International,  Menschenrechte

Trump Administration appelliert an den UN-Generalsekretär wegen Abtreibung

NEW YORK, 30. Oktober (C-Fam) Der amtierende Administrator der U.S. Agency for International Development hat einen scharfen Brief an den UN-Generalsekretär gesandt, weil er UN-Experten erlaubt hat, Abtreibung zu fördern, und ihm nahegelegt, “eine Kurskorrektur zum Wohle der UN vorzunehmen”.
“Wir können nicht tatenlos zusehen, wie die UNO versucht, eine politisierte Agenda zu diktieren, die die Würde der menschlichen Person und die Menschenrechte der Ungeborenen ernsthaft bedroht, während sie gleichzeitig die Souveränität der Pro-Life-Länder mit Füßen tritt”, heißt es in dem Brief von John Barsa.

Dies ist der zweite Brief, den Barsa an den UN-Generalsekretär, Antonio Guterres aus Portugal, geschickt hat, in dem er sich über den Abtreibungsaktivismus der UNO während der COVID-19-Pandemie beklagt. Der erste wurde im Mai verschickt.

Laut Barsa erklärte ihm der UNO-Generalsekretär am 1. Juni, dass die UNO “Abtreibung weder fördert, geschweige denn jemandem aufzwingt, noch beabsichtigt, dies zu tun”. Barsa veröffentlichte den Brief des Generalsekretärs auf der Website von USAID.

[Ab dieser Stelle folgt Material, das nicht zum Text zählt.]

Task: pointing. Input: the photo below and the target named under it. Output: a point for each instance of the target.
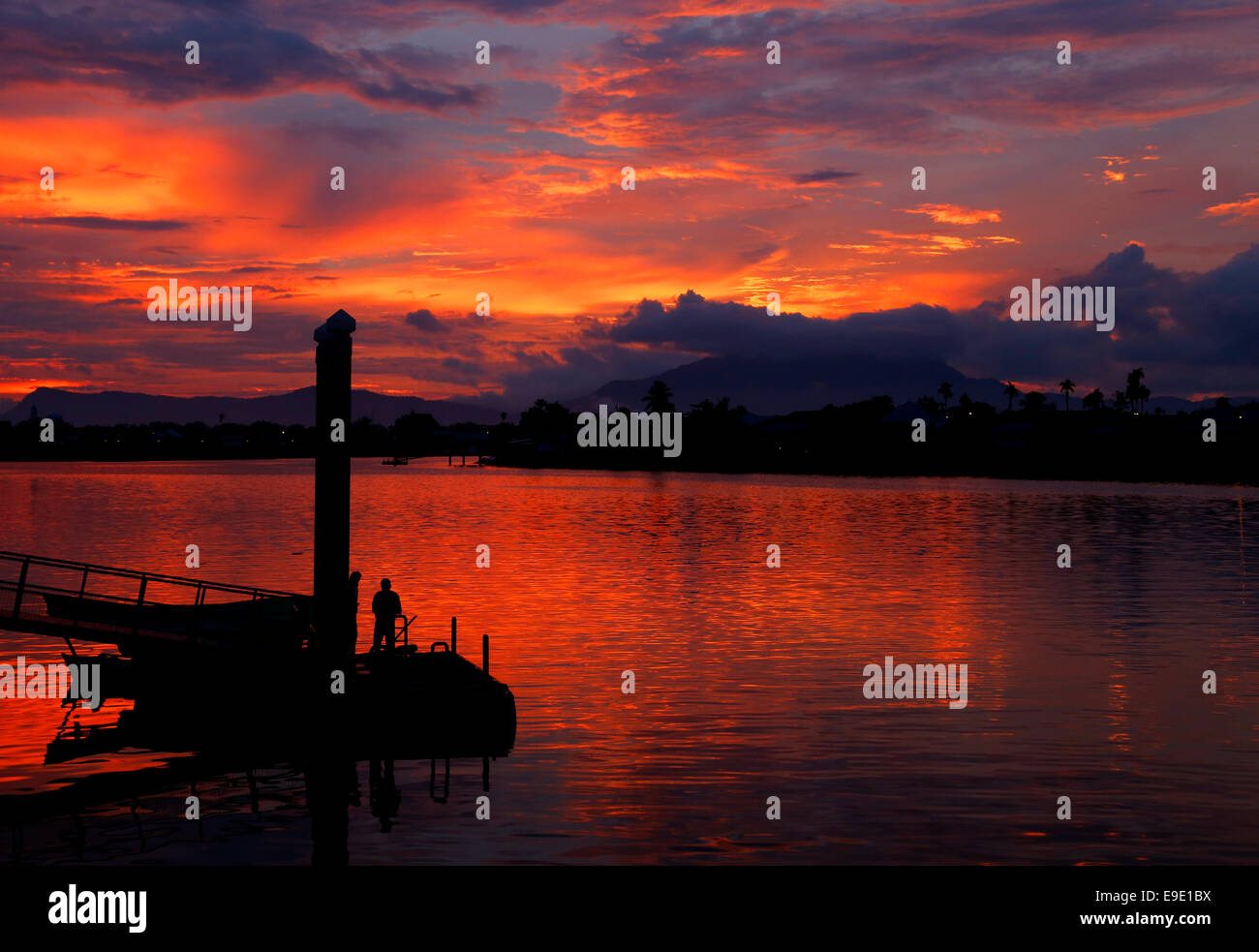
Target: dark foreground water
(1084, 683)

Doch noch während Guterres auf Barsa antwortete, gab eine Gruppe von UN-Menschenrechtsexperten im Mai einen Brief an die Regierung der Vereinigten Staaten heraus, in dem sie US-Bundesstaaten kritisierte, die Abtreibung während der COVID-19-Pandemie nicht als wesentlich bezeichnet hatten, darunter Alabama, Arkansas, Iowa, Louisiana, Oklahoma, Ohio, Tennessee und Texas.

Barsa sagte, dies sei “ein Affront gegen die nationale Souveränität, da es die Gesetze und die Politik der US-Bundesstaaten kritisiert und gleichzeitig aktivistische Gerichtsurteile lobt, die den Zugang zur Abtreibung erweitern”.

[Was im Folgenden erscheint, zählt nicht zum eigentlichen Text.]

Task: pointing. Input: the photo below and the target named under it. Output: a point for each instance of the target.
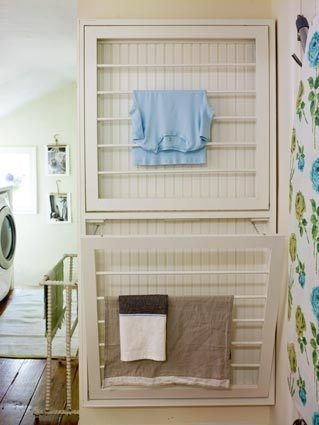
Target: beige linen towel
(198, 346)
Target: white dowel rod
(208, 92)
(217, 118)
(179, 171)
(174, 65)
(236, 297)
(102, 322)
(180, 272)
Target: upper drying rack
(231, 63)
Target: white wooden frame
(67, 160)
(69, 204)
(265, 74)
(95, 395)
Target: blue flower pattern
(314, 299)
(303, 279)
(315, 175)
(313, 52)
(301, 163)
(303, 396)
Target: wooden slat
(9, 368)
(6, 301)
(20, 392)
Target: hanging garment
(57, 296)
(303, 280)
(170, 126)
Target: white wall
(40, 244)
(283, 10)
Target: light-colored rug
(22, 327)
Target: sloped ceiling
(37, 49)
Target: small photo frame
(57, 159)
(59, 208)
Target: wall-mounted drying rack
(234, 64)
(249, 267)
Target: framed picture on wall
(18, 168)
(59, 208)
(57, 158)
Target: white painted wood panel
(231, 63)
(187, 265)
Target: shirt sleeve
(206, 119)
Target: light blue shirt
(170, 126)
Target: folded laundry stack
(197, 345)
(170, 126)
(143, 327)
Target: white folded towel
(143, 327)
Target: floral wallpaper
(303, 280)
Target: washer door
(7, 238)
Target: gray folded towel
(143, 327)
(198, 345)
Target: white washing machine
(7, 242)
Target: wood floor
(22, 389)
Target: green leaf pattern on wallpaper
(303, 245)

Barsa appellierte auch an den UN-Generalsekretär und sagte, dass der Brief der UN-Experten “in völligem Widerspruch zu dem steht, den ich von Ihnen erhalten habe”. Er lenkte die Aufmerksamkeit auf die Tatsache, dass die UN-Experten Abtreibung und den Begriff “sexuelle und reproduktive Gesundheit” austauschbar verwendeten.

“Das grundlegende Problem besteht darin, dass der Begriff ‘sexuelle und reproduktive Gesundheit’ und seine Ableitungen innerhalb der UNO und anderer multilateraler Foren trotz gegenteiliger Behauptungen, einschließlich Ihrer, zur Abkürzung für Abtreibung geworden sind”, sagte Barsa.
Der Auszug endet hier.